# Agentic Metric Example

This notebook demonstrates how to use the **Agentic** metric from Fair Forge to evaluate AI agent responses with pass@K and tool correctness.

The metric evaluates:
- **pass@K**: At least one of K responses is correct (score >= threshold)
- **pass^K**: All K responses are correct
- **Tool Correctness**: Proper tool usage across 4 dimensions:
  - Selection (25%): Were the correct tools chosen?
  - Parameters (25%): Were correct parameters passed?
  - Sequence (25%): Were tools used in the correct order?
  - Utilization (25%): Were tool results used in the final answer?

## Installation

First, install Fair Forge with agentic support and required dependencies.

In [None]:
!pip install "alquimia-fair-forge[agentic]" langchain-groq -q

## Setup

Import required modules and configure your API key.

In [None]:
import json
import sys
from pathlib import Path

# Add examples directory to path for local imports
sys.path.insert(0, str(Path("../..").resolve()))

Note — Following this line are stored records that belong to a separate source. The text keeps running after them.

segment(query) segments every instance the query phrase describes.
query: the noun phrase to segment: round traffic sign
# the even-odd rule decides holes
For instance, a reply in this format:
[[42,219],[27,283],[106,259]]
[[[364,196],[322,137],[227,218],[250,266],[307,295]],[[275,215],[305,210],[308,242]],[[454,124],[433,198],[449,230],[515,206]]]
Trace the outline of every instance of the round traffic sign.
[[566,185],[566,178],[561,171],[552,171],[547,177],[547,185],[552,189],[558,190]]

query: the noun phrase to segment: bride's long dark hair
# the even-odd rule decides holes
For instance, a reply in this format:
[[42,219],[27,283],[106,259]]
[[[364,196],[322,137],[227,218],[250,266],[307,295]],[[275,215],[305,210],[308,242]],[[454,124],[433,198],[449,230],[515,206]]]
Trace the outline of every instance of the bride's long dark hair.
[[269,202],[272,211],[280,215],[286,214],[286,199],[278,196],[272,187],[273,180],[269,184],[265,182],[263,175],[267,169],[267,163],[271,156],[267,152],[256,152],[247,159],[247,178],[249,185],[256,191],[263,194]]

from langchain_groq import ChatGroq

from fair_forge import Retriever
from fair_forge.metrics.agentic import Agentic
from fair_forge.schemas import Dataset

In [None]:
import getpass

GROQ_API_KEY = getpass.getpass("Enter your Groq API key: ")

## Create an Agentic Retriever

The Agentic metric requires **K datasets with the same qa_id** but different assistant_id values. Each dataset represents one agent response.

In our example, we have K=3 responses for each question.

In [None]:
class AgenticRetriever(Retriever):
    """Retriever that loads K agent responses for the same questions."""

    def load_dataset(self) -> list[Dataset]:
        dataset_path = Path("dataset_agentic.json")
        datasets = []
        with open(dataset_path) as infile:
            for dataset in json.load(infile):
                datasets.append(Dataset.model_validate(dataset))
        return datasets

## Preview the Dataset

Let's see the structure of our test dataset.

In [None]:
retriever = AgenticRetriever()
datasets = retriever.load_dataset()

print(f"Number of agent responses (K): {len(datasets)}")
print(f"\nAgent IDs: {[ds.assistant_id for ds in datasets]}")
print(f"Number of questions: {len(datasets[0].conversation)}")

print("\nQuestions (qa_ids):")
for batch in datasets[0].conversation:
    print(f"  - {batch.qa_id}: {batch.query}")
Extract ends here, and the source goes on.